Dal Food&Wine all’automotive, entrambi settori di vanto del genio italico, i claim non brillano di originalità: è tutto un orgoglio della tradizione al pari passo dell’innovazione, meglio ancora se in azienda è arrivata la nuova generazione.
Quando invece si parla di persone la situazione cambia un poco, ci si aspetta anche l’intuizione, che è un aspetto tanto importante da cogliere, quanto impossibile da definire. Ma proviamo ad avvicinarci per gradi, l’export manager deve avere con sé tutte le doti che derivano dall’esperienza nel suo settore ovvero la conoscenza dei mercati, la conoscenza del  prodotto, la capacità di leggere i dati e le tendenze… e qui cominciamo a muoverci tra le sabbie mobili, perché se fino a qualche anno fa nel mondo occidentale si scorgevano tendenze nello spazio di anni, da quando il colosso cinese è entrato nelle nostre economie,
i cambiamenti si vedono nei mesi oppure a volte addirittura nelle settimane.
Comportamenti per noi occidentali cementificati da secoli vengono sovvertiti in pochissimo tempo, confesso la mia (compiaciuta) sorpresa la settimana scorsa, partecipando a Wine2Wine, di scoprire che il responsabile di acquisto di vino in Cina è donna, giovane per il 52% dei casi.

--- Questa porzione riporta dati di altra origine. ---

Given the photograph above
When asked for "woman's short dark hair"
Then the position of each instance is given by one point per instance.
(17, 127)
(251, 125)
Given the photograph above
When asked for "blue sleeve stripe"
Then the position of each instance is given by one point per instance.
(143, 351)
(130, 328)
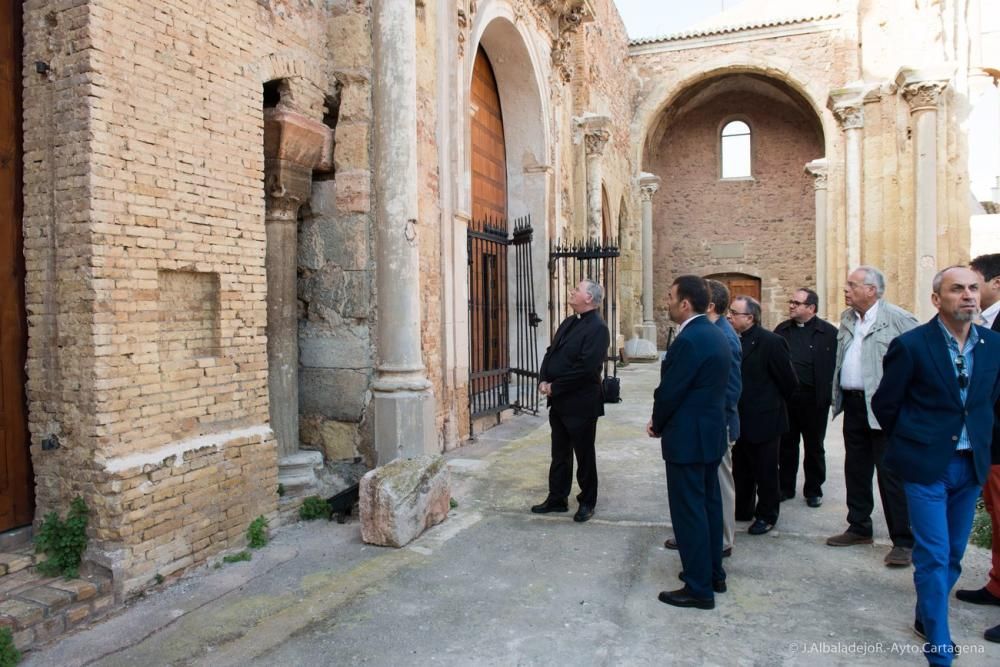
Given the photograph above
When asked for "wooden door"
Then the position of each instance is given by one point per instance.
(739, 284)
(489, 207)
(16, 492)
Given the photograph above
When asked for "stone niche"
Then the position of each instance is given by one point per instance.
(189, 315)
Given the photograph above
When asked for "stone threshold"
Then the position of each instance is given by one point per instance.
(37, 608)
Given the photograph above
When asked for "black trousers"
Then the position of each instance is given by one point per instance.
(572, 434)
(808, 423)
(696, 514)
(755, 474)
(864, 449)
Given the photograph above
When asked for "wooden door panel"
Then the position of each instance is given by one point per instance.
(16, 493)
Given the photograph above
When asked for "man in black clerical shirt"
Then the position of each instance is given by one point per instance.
(812, 343)
(570, 378)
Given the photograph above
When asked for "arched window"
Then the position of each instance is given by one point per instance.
(736, 150)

Consumare vino è vissuto come una conquista da parte di una persona culturalmente elevata, con potere d’acquisto e in grado di scegliere per il proprio benessere; così mentre i consumi di vino calano in tutta Europa l’Asia aspetta a braccia aperte di accogliere il meglio delle nostre produzioni.
A questo punto l’export manager potrebbe gioire contento, invece capisce che deve incorporare nella propria vita professionale un bagaglio di strumenti in costante, rapidissima evoluzione, che gli consentiranno di rimanere in contatto con i suoi clienti a qualsiasi ora del giorno e della notte (in Cina è sempre giorno!). E poi ancora nascono nuovi criteri di valutazione, è di questi giorni la notizia che i degustatori cinesi creeranno il proprio glossario della degustazione per rapportare le sensazioni olfattive occidentali, alla complessità dei profumi orientali (come mi ha fatto notare qualcuno, per i cinesi l’aggettivo  “fruttato” non dice assolutamente nulla).

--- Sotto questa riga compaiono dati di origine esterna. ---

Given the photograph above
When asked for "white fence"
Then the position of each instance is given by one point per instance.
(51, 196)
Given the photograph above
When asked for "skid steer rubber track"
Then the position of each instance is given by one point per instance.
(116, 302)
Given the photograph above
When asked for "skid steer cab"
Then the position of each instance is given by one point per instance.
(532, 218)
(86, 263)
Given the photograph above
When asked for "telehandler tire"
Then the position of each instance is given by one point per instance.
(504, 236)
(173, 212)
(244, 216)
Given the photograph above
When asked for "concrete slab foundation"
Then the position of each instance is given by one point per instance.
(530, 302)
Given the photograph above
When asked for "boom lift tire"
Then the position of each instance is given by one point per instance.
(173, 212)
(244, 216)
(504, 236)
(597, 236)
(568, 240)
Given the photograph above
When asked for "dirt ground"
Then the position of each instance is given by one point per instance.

A questo punto capisci che l’esperienza accumulata non ti serve come proposta di vendita, bensì a muoverti quotidianamente in una ginepraio di informazioni, dalle quali dovrai estrapolare, filtrare e fare tue solo quelle veramente indispensabili. E che dire dei gusti? Il vino rosso importante ha sempre un certo appeal, ma le tendenze mondiali vanno su spumanti e rosé, dunque le consumatrici cinesi come reagiranno?
Vogliamo parlare di innovazione? Certo, la Cina difende solidamente i propri confini dall’invasione social di Facebook o Instagram, ma se provate ad aggirarvi per l’Oriente senza l’ausilio di WeChat, come minimo siete persone strane; la versione cinese di Whatsapp è attivissima e vi permette di conversare anche con persone che comunicano solo in cinese tramite il traduttore automatico; potete buttare nel cestino i vostri biglietti da visita se volete, il lettore di QR code leggerà il vostro profilo e da quel momento sarete saldamente registrati sul telefono del vostro interlocutore. Se non avete ancora WeChat non preoccupatevi, al primo evento in China, i vostri contatti vi inviteranno cortesemente a provvedere… sempre che non abbiano inventato qualcosa d’altro nel frattempo.